“Bu yeğenim, ileride büyük ve mühim bir şahsiyet olacaktır!”
Bu sebeple, Peygamberimiz üzerinde himâyesini son derece dikkatli ve şuurlu bir şekilde sürdürüyor, adeta bir dediğini iki etmiyordu.
Artık Peygamberimiz de ruhu ve dış görünüşü ile eşsiz bir genç olmuştu. Kalp ve ruhundaki eşsiz fazilet ve güzellikler, suretini de fevkalâde güzel şekillendirmişti: Ortadan uzun boylu, siyah dalgalı saçlıydı. Açık ve yüksek alınlı, kalın siyah kaşlıydı. Kaşları birbirine çok yakın, fakat bitişik değildi. Gözbebekleri, çok tatlı bir siyahtı. Uzun ve siyah kirpikleri, bakışlarına apayrı bir tatlılık verirdi.
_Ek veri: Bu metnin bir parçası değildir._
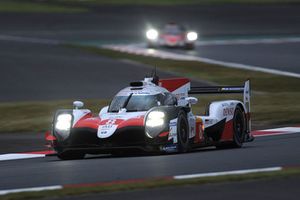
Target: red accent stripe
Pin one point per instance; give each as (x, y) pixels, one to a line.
(227, 134)
(164, 134)
(40, 152)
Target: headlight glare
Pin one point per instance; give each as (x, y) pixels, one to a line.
(63, 122)
(152, 34)
(155, 119)
(192, 36)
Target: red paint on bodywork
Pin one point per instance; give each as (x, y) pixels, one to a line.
(227, 134)
(164, 134)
Kader-i İlâhî, onu ezelden “İnsanlığın Peygamberi” olarak takdir ve tayin etmişti. Bu sebeple o, Âlemlerin Rabbi’nin terbiyesi altında hayat seyrine devam ediyordu. Ondandır ki bütün Arabistan’la birlikte Mekke’de de hüküm süren fısk, fücur, sefahet ve dalâletten, kötülük ve ahlâksızlıklardan en ufak bir eser, en küçük bir iz hayatında görülmez.
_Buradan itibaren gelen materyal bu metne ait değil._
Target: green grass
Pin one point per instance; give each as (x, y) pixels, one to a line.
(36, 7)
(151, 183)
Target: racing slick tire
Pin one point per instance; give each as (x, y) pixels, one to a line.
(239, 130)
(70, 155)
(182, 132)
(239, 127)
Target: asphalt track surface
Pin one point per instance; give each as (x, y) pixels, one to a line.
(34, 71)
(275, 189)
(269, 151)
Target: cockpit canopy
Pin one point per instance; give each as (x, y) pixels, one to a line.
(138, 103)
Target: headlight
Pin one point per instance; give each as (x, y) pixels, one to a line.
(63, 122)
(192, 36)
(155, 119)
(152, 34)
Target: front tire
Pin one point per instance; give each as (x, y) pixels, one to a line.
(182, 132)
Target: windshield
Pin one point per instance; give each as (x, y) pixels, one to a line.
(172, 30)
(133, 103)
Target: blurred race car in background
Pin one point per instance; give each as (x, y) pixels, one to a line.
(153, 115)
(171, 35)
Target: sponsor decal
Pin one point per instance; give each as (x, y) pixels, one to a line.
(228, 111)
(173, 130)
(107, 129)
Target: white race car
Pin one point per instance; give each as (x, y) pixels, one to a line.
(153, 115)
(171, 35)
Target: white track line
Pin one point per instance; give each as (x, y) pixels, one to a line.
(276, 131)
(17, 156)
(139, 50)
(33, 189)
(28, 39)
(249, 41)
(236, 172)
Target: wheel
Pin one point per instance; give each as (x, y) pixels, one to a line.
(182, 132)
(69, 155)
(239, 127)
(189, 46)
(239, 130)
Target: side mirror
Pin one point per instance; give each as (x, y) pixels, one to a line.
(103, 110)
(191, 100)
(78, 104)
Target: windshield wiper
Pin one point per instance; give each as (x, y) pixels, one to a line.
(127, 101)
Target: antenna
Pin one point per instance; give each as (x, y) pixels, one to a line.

Putlardan şiddetle nefret ederdi. Ömründe bir defa bile onlara hürmette bulunmadı.
Kureyş müşriklerinin bir âdeti vardı. Her senenin belli bir gününde Buvane adlı putun etrafında toplanırlar, geceye kadar orada bulunurlar, yanında traş olurlar, kurban keserek büyük merasim tertiplerlerdi.
Yine böyle bir merasim için bütün Kureyş hazırlanmıştı. Ebû Tâlib de onlar gibi aile efradını toplayarak merasime iştirak etmek istedi. Peygamber Efendimize de hazırlanmasını söyledi. Ancak o, buna yanaşmadı ve mâzur görülmesini istedi. Efendimizin bu davranışını, Ebû Tâlib ve halaları, taaccüple karşıladılar; hatta kızar gibi oldular. Bir iki sefer daha tekliflerini tekrarladıkları halde Resûl-i Ekrem Efendimiz yine red cevabı verdi. Bunun üzerine kızarak, “İlâhlarımızdan yüz çevirmek demek olan bu hareketinden dolayı bir felâkete uğrayacağından korkuyoruz!” dediler.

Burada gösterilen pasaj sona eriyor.